Brexit and insurance - a glass half full | Insurance Business

Brexit and insurance - a glass half full

I know that we are all fatigued by the Brexit shenanigans that have been going on for what seems like an eternity, but there is life after the EU and it is vital that the UK not only look to replace trading agreements that will be pre-empted by the withdrawal agreement, but also look for new opportunities. The UK Government must be on the front foot when it comes to its international financial services strategy and ensure that it has a clear road map of priorities that will help our industry to maintain its preeminent global position.

Maintaining the status quo
We have already had some positive movements and intent. At the end of December 2018, the UK and the US agreed the text of an agreement that will preserve the benefits of the existing EU-US Covered Agreement for UK firms. In addition, at the end of January, the UK and Switzerland signed a bilateral agreement on direct insurance (other than life assurance). This allows UK and Swiss firms to branch into each other’s jurisdiction with greater ease thanks to the mutual recognition of each other’s insurance regulations. However, both the US and Swiss agreements simply replicate what is already in existence; they make no attempt to deepen our trading relationships.
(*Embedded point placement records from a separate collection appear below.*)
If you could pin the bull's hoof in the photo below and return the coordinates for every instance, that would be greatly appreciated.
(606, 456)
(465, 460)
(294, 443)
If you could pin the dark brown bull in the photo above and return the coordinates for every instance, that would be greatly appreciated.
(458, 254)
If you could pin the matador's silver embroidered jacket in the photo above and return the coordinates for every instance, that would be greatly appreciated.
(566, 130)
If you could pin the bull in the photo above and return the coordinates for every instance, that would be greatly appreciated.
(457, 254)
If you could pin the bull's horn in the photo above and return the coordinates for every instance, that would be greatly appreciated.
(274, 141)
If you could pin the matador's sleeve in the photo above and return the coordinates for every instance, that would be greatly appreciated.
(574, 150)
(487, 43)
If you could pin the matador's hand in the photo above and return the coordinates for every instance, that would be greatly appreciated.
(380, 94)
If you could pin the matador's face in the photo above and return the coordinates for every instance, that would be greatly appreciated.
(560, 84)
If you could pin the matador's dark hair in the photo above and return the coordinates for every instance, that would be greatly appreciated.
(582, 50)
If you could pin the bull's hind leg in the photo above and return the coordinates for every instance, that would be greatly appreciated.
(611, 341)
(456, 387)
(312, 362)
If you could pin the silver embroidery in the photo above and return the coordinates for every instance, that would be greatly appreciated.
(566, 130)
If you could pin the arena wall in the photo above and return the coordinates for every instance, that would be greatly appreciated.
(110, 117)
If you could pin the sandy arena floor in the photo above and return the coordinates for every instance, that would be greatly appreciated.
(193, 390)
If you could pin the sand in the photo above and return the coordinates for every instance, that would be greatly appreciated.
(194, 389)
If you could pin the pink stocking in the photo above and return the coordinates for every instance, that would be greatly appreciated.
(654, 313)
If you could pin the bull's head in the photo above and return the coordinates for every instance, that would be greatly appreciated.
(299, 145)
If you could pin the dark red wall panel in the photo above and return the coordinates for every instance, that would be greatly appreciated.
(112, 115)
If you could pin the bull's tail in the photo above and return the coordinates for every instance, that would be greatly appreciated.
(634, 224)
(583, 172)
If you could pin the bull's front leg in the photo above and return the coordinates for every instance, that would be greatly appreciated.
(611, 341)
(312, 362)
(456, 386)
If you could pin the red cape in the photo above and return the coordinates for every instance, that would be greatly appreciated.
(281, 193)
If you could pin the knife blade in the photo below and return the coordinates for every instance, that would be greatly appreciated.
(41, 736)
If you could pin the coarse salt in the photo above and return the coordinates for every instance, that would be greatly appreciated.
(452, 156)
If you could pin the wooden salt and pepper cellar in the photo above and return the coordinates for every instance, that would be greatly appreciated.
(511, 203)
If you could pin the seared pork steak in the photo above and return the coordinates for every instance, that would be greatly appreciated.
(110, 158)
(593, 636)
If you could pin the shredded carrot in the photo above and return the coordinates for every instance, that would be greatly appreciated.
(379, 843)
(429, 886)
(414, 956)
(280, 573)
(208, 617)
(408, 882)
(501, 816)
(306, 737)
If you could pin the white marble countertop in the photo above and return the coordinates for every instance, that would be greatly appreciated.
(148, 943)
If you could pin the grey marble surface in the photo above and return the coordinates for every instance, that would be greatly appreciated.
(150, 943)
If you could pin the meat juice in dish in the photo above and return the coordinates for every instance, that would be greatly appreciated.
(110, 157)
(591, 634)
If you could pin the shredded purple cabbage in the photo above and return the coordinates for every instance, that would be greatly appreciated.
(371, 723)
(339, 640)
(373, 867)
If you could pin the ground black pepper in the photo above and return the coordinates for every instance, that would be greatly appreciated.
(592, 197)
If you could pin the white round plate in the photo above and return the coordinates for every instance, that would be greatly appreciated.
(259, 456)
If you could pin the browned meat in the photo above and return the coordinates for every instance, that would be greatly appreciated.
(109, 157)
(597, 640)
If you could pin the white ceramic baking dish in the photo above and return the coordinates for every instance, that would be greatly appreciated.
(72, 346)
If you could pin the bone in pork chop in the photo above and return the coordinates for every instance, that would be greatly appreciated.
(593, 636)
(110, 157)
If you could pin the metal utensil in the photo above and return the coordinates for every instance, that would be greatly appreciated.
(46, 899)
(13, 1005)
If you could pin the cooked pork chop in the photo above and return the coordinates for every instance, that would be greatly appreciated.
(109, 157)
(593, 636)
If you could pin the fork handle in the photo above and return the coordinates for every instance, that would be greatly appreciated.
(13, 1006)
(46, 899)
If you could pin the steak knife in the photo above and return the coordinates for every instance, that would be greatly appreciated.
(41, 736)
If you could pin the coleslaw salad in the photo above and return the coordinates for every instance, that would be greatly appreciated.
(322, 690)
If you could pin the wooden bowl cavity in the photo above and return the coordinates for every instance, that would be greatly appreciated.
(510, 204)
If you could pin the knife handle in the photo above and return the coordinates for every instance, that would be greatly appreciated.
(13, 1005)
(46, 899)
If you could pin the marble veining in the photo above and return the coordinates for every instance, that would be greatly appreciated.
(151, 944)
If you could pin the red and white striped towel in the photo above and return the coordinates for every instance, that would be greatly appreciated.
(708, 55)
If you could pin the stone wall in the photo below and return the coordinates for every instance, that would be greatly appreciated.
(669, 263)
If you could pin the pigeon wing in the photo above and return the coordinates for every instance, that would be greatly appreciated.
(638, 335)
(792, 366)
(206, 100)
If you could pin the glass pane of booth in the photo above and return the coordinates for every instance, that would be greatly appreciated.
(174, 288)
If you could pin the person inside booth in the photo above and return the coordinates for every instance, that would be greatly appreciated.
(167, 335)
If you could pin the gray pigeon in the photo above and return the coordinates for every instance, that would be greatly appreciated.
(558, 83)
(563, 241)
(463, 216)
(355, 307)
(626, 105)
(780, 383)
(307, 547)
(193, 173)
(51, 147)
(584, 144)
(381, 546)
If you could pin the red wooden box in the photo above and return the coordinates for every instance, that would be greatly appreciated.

The question is, shouldn’t the UK Government be more ambitious and aim for more than just the status quo?

Building on sound foundations
There is still significant scope in the US to grow trade in direct insurance services, a view also expressed by the new LMA chairman Andrew Brooks during his interview with the Financial Times.

As part of a future agreement that could facilitate this the UK Government should consider how the National Association of Insurance Commissioners in the US could be encouraged to seek greater harmonisation of the definitions of “industrial risk”. This would be an important basis for developing greater mutual recognition between the US and UK concepts. Any client company that qualifies under the industrial risk exemption can procure insurance from a wider range of insurers without leaving the state or following surplus lines procedural requirements.

Similarly, the current UK-Swiss Agreement offers an opportunity for future growth. The Government can focus on the right of access for UK & Swiss (re)insurers into each other’s markets, regulator co-operation and joint supervision arrangements. This may sound overly ambitious, but the Swiss have already negotiated two bi-lateral financial services agreements with Liechtenstein and Germany. The principles behind these agreements and the precedents they set have the potential to be used in other sectors such as commercial insurance.

New ambitions
Of course, this is just the tip of the iceberg. There are many more opportunities for the Government to deepen trading relationships with other third countries, but of course one must always consider what countries will seek in return and how this impacts our domestic markets. However, it is encouraging to see that the Government is starting to reach out for input and to ask for direction over where their efforts should be focused. As an industry we must be ready to respond positively and collectively to their requests so that our message does not get lost or diluted by the swell of requests from asset managers and bankers. We must get out there, engage and be ready to promote our position as an industry that contributes over 25% to the City of London’s GDP – this is not the time to be shy and retiring!